Mark Bridge writes:
At the beginning of the 21st century I moved from Vodafone to work for its Vizzavi multimedia portal, wooed by talk of context-specific advertising that would one day use a customer’s location and search history to ensure any ads were precisely targeted. And I’m not the only person who’s been seduced. Consumers, ad agencies, client companies and mobile networks have all been promised much by mobile marketing.
Yet more than a decade later that kind of sophistication seems to be lacking from most mobile marketing messages.
As a result, I was looking forward to last week’s Hanging on the Telephone event. It promised a look at the challenges and pitfalls of mobile marketing… and a glimpse of the future, too.
Helen Keegan chaired the session with contributions from Rube Huljev of Infobip, Amanda Singleton from Qustodian, Stephen Jenkins of Millennial Media and Strategy & Innovation Consultant James Cooper.
Stephen pointed out that consumer engagement should be the main focus of mobile advertising. “Mobile needs to cut through everything,” he explained. “The banner is just the gateway to the content experience. Rich media allows you to do much more using the native characteristics of the device”.
Rube also emphasised the importance of targeting. “It’s not a shotgun approach with mobile, it’s definitely a sniper. The best thing you can get from mobile is knowing your user personally.”

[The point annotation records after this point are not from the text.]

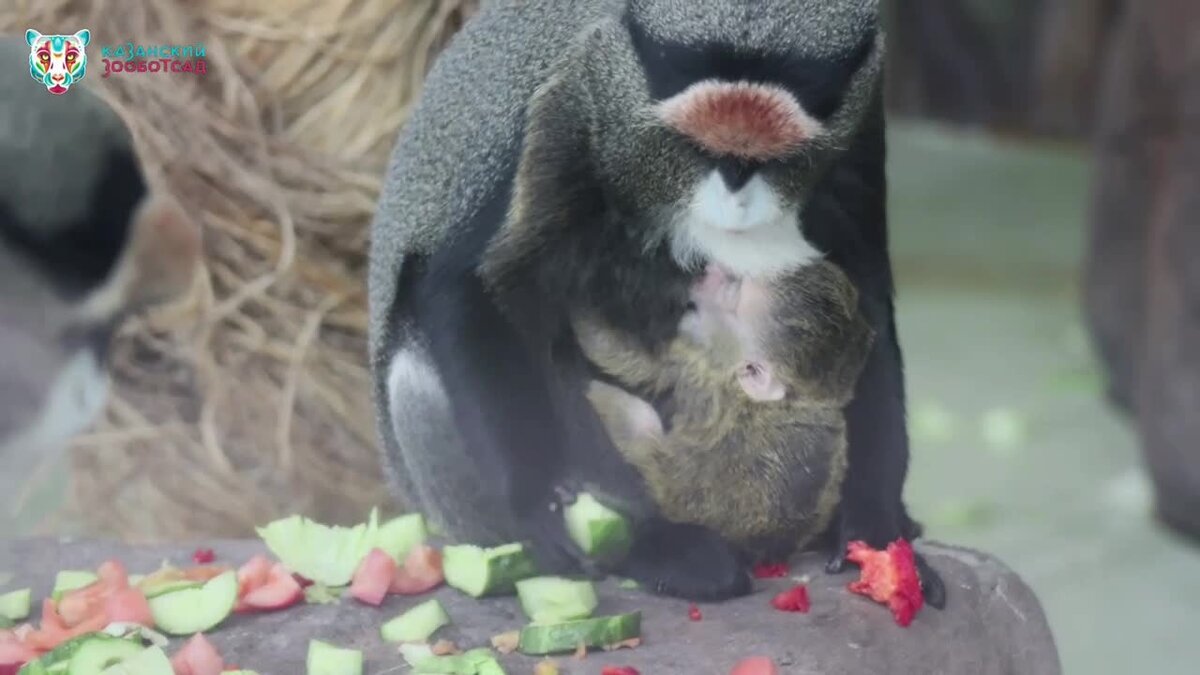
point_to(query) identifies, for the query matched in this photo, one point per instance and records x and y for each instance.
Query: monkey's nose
(736, 173)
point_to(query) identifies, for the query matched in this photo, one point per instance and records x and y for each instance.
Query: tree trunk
(1143, 281)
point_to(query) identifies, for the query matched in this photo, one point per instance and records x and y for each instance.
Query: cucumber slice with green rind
(538, 639)
(401, 533)
(151, 661)
(414, 652)
(196, 610)
(330, 659)
(16, 605)
(555, 599)
(481, 572)
(598, 530)
(99, 653)
(71, 580)
(417, 625)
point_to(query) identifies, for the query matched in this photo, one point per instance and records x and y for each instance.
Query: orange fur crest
(748, 120)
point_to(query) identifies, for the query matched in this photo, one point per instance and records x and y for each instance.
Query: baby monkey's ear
(759, 382)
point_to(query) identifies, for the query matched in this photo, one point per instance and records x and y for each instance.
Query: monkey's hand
(931, 585)
(685, 561)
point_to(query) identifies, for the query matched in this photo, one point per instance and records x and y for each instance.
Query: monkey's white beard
(749, 232)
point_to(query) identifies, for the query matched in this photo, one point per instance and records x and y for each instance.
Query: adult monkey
(597, 154)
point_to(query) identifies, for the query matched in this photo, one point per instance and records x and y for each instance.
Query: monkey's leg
(871, 503)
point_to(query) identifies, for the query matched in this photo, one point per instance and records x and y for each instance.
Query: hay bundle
(252, 399)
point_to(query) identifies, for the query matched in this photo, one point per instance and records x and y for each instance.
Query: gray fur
(467, 131)
(49, 143)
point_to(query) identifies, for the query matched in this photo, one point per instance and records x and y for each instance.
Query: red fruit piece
(197, 657)
(755, 665)
(775, 571)
(267, 586)
(792, 599)
(420, 573)
(373, 577)
(889, 578)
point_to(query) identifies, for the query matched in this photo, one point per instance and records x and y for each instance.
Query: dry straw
(251, 399)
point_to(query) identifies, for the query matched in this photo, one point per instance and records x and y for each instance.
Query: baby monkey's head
(801, 335)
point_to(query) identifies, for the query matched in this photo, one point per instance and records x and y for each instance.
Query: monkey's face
(725, 136)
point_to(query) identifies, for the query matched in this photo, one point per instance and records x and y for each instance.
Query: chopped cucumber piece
(417, 625)
(196, 610)
(71, 580)
(328, 659)
(15, 604)
(151, 661)
(99, 653)
(553, 599)
(539, 639)
(486, 572)
(324, 554)
(401, 533)
(467, 663)
(598, 530)
(415, 652)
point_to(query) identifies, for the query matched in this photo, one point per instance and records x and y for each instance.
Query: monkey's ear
(165, 250)
(159, 263)
(759, 383)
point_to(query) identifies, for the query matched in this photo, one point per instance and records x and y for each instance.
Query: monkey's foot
(685, 561)
(551, 545)
(931, 585)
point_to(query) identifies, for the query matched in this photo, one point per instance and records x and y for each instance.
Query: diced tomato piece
(197, 657)
(279, 590)
(792, 599)
(129, 605)
(755, 665)
(420, 573)
(373, 577)
(888, 577)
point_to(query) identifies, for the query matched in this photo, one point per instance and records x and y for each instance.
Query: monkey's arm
(871, 499)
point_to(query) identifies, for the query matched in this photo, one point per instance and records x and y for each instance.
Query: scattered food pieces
(423, 572)
(755, 665)
(373, 577)
(198, 657)
(889, 578)
(775, 571)
(507, 643)
(598, 530)
(16, 605)
(792, 599)
(538, 639)
(481, 572)
(553, 599)
(198, 609)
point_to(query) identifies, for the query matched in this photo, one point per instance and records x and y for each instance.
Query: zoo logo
(58, 60)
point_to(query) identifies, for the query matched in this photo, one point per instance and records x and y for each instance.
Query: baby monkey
(751, 392)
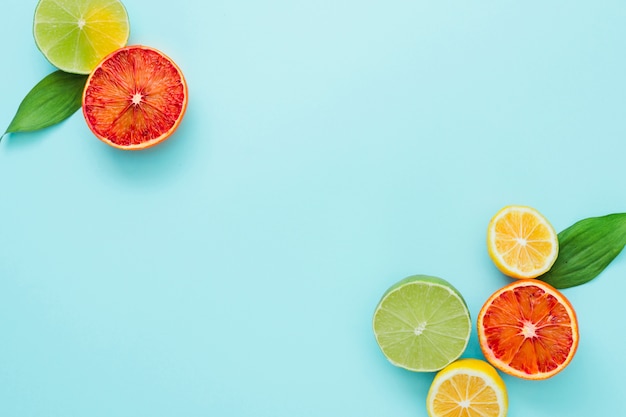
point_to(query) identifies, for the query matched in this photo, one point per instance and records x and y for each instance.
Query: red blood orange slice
(528, 329)
(135, 98)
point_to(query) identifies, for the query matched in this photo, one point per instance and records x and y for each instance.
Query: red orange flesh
(528, 329)
(135, 98)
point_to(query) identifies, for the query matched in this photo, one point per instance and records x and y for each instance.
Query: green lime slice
(422, 324)
(75, 35)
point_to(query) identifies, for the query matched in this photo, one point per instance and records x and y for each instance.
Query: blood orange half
(135, 98)
(528, 329)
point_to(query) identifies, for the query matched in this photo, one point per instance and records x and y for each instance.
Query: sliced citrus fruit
(521, 242)
(74, 35)
(467, 388)
(422, 323)
(528, 329)
(135, 98)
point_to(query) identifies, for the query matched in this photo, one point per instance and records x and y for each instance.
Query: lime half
(74, 35)
(422, 324)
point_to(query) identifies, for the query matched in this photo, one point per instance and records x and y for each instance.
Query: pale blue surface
(330, 148)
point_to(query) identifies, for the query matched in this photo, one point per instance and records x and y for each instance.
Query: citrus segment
(74, 35)
(528, 329)
(422, 323)
(135, 98)
(467, 388)
(521, 242)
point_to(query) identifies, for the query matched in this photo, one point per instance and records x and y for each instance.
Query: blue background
(330, 148)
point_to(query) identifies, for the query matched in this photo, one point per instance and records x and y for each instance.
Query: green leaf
(52, 100)
(585, 249)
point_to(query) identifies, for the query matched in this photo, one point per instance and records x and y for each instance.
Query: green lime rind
(76, 35)
(422, 323)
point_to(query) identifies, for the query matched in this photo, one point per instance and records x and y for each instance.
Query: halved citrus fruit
(521, 242)
(467, 388)
(422, 323)
(135, 98)
(528, 329)
(74, 35)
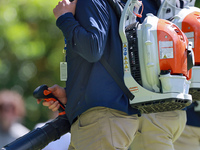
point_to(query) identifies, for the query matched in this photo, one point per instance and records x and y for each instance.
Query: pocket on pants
(123, 131)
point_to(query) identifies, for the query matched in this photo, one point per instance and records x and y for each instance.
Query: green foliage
(31, 47)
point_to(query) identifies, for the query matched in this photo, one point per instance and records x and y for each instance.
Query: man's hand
(63, 7)
(58, 92)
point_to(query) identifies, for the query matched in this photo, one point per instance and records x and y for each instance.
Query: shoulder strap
(117, 6)
(116, 78)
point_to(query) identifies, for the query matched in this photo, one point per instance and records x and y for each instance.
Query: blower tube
(40, 137)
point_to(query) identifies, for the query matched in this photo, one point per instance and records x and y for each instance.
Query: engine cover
(188, 20)
(155, 62)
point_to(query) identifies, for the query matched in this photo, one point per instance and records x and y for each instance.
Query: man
(190, 138)
(97, 108)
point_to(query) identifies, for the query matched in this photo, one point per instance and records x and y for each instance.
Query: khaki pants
(158, 131)
(103, 128)
(189, 139)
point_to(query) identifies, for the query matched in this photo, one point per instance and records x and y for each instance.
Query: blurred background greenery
(31, 48)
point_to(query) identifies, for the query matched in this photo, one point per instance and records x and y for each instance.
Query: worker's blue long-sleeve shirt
(93, 32)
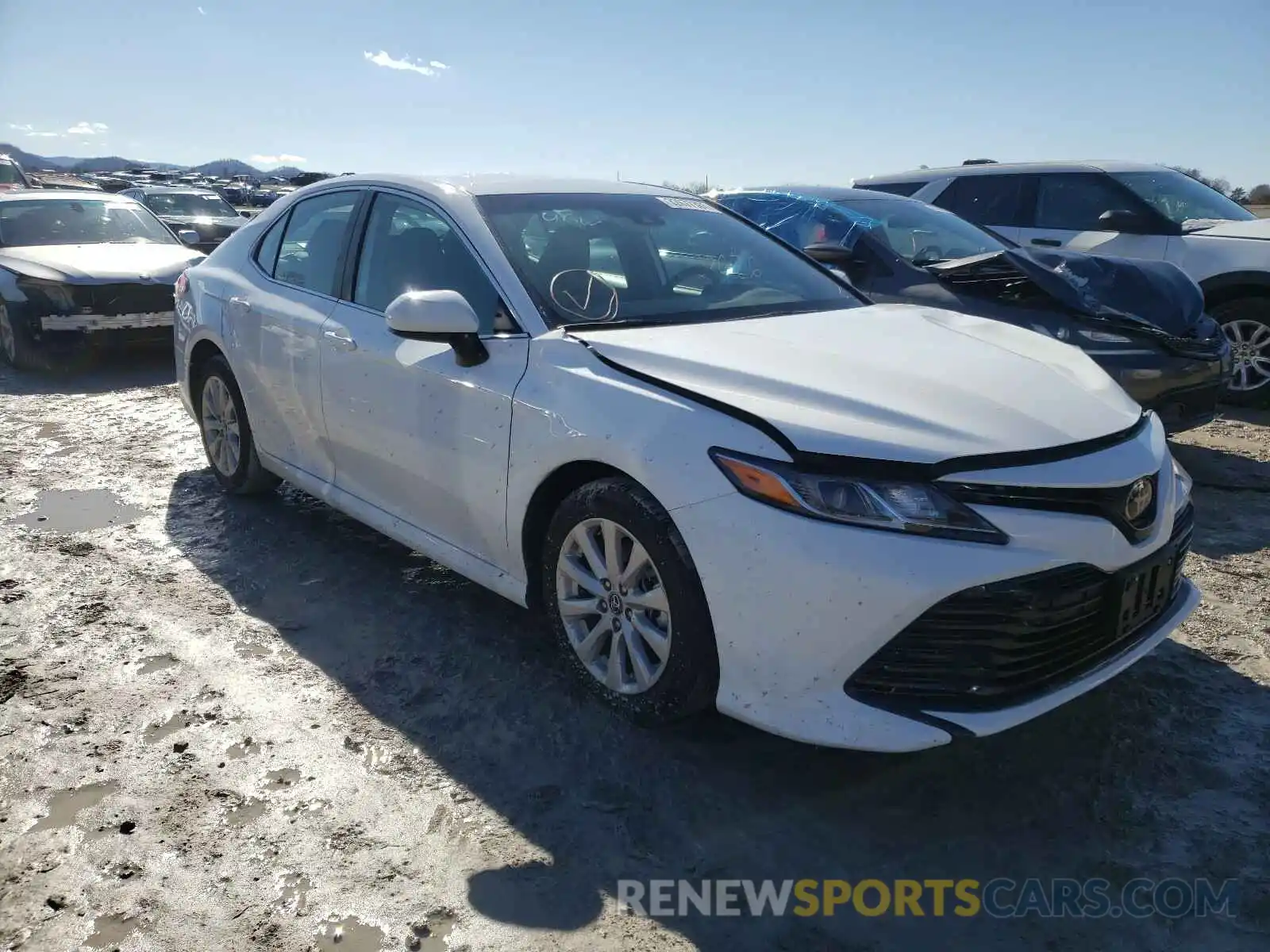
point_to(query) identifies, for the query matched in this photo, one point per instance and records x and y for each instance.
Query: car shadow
(473, 681)
(108, 370)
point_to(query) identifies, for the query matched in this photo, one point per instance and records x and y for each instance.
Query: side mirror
(1122, 220)
(836, 255)
(438, 315)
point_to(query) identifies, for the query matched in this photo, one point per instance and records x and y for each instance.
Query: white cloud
(268, 162)
(88, 129)
(383, 59)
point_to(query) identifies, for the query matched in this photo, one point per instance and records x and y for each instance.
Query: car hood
(888, 382)
(102, 263)
(1255, 228)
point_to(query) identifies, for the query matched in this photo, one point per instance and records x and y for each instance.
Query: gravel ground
(257, 724)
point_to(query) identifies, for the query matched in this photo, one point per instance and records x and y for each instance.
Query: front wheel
(626, 606)
(1248, 327)
(228, 435)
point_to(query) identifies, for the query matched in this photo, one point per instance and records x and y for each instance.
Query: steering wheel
(581, 294)
(711, 278)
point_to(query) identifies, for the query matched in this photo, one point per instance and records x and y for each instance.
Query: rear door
(997, 202)
(1067, 209)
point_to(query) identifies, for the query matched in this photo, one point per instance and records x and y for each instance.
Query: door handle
(342, 340)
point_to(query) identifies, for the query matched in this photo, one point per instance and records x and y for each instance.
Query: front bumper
(98, 321)
(800, 606)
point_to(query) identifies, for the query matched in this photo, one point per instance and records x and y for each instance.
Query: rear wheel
(228, 433)
(1248, 327)
(626, 606)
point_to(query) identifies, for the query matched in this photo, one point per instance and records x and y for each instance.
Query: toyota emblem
(1142, 494)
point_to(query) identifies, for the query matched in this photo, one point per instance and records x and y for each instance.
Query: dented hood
(889, 381)
(101, 263)
(1121, 290)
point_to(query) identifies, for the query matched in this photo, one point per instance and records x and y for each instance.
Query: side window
(313, 241)
(267, 253)
(410, 248)
(986, 200)
(1075, 202)
(895, 188)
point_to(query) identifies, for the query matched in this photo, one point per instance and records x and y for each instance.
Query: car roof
(497, 184)
(1007, 168)
(67, 194)
(829, 194)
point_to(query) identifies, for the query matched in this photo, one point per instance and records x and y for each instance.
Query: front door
(410, 431)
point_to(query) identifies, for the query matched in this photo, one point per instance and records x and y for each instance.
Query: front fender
(573, 408)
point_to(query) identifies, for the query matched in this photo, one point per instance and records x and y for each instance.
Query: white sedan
(724, 478)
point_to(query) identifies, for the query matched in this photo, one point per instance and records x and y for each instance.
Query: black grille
(1108, 503)
(1007, 643)
(124, 298)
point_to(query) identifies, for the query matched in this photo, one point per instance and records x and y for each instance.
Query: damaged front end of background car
(1142, 321)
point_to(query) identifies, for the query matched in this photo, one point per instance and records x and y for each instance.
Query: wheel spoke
(653, 600)
(571, 566)
(614, 674)
(613, 551)
(638, 562)
(588, 649)
(652, 636)
(639, 660)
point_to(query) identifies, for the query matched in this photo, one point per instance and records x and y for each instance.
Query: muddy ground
(249, 724)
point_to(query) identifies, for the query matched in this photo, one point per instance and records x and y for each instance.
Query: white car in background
(698, 452)
(1127, 209)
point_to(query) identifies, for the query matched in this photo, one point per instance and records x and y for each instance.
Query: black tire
(690, 679)
(1248, 311)
(249, 478)
(64, 351)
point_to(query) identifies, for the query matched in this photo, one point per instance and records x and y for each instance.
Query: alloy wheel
(1250, 349)
(614, 606)
(221, 428)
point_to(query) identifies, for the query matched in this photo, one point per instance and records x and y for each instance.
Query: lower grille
(1011, 641)
(112, 300)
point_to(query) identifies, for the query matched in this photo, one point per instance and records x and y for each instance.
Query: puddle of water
(245, 812)
(78, 511)
(156, 663)
(111, 931)
(156, 733)
(433, 933)
(294, 892)
(65, 804)
(349, 935)
(237, 752)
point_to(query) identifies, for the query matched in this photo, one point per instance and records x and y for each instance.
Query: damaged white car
(724, 478)
(74, 266)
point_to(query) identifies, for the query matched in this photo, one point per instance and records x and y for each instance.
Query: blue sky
(743, 92)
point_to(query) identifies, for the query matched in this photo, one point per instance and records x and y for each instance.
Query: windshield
(190, 205)
(922, 234)
(61, 221)
(1180, 198)
(622, 259)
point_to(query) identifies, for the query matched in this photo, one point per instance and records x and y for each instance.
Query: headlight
(895, 505)
(1183, 484)
(1102, 336)
(56, 295)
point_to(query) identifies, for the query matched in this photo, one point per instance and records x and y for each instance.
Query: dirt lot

James described the current mobile marketing environment as being a “sort-of Cambrian period where there’s a huge amount of innovation going on. Loads of new species emerging. We’re tracking over 200 different mobile ad platforms - and that’s just the ones we can find.”
Questions from the audience (and answers from the panel) covered a diverse range of topics including consumers who weren’t tech-savvy, future platforms for mobile marketing, the role of mobile payments, agency ad buying and the death of the mobile banner.
Finally, each panel member was finally asked what single step they’d recommend a client took to get started on their mobile journey:
Rube: “know thy customer”
Amanda: “personalise the messaging as much as possible”
Stephen: “build a mobile web site”
James: “devote people as mobile specialists”
Yes, mobile marketing has promised a great deal - and it certainly has the potential to deliver. Yet it’s clear from the discussion that the focus needs to be on more than just technological innovation.
As Amanda emphasised, the basics of traditional marketing are still as important as ever. The best-performing Qustodian campaign was successful because of its timing and content. “It was contextually relevant, it was interesting, it was really funny. Generally, if you make stuff funny, interesting and useful, people will engage with it.”